Verunglimpfung des Bundespräsidenten : Das Comeback der Majestätsbeleidigung

von Dr. Andrea Grotemeier

11.01.2012

Eine für Mittwoch angesetzte Verhandlung wegen Verunglimpfung des Bundespräsidenten fällt nun aus. Trotzdem sollte man sich hüten, das Staatsoberhaupt im Zuge der aktuellen Affären zu verspotten. Ein exotischer Straftatbestand schützt den ersten Mann im Staat vor Ehrkränkungen. Ob dieser besondere Schutz auch heute noch zeitgemäß ist, weiß Andrea Grotemeier.

In der heute noch strafbaren Verunglimpfung des Bundespräsidenten nach § 90 Strafgesetzbuch (StGB) lebt fragmentarisch die Majestätsbeleidigung des 19. Jahrhunderts weiter.
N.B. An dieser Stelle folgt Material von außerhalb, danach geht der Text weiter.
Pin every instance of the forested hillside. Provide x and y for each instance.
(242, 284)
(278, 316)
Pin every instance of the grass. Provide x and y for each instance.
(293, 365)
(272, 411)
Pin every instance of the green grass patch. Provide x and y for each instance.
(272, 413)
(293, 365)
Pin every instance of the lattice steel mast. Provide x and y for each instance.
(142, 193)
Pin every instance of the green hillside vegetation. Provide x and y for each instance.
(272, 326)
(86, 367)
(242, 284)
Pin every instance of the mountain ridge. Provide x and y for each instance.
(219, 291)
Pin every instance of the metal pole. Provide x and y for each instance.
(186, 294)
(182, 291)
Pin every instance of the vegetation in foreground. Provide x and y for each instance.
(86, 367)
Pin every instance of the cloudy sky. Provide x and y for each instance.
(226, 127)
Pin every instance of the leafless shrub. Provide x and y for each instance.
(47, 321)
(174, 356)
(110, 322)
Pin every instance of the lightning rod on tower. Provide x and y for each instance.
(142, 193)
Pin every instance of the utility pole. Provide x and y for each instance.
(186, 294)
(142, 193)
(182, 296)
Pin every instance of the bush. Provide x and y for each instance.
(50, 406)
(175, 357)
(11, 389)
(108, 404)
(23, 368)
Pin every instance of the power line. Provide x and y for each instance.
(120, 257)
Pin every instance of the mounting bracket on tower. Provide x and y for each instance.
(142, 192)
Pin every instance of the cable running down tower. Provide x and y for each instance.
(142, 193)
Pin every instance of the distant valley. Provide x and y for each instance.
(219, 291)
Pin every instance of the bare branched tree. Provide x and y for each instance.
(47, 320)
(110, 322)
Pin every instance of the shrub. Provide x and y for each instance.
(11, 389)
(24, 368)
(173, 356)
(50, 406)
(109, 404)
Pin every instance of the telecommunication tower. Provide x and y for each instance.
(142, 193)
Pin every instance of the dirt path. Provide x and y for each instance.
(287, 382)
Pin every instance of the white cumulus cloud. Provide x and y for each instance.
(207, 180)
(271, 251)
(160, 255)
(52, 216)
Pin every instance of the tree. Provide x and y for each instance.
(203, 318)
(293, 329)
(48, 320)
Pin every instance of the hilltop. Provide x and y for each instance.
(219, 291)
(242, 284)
Im Kaiserreich als "Kautschukparagraf" missbraucht, fristet die Norm heute ein anachronistisches Schattendasein: Im Standardkommentar zum StGB finden sich genau fünf Rechtsprechungsnachweise. Nichtsdestotrotz: Die Bestimmung existiert und ist nach wie vor gültig.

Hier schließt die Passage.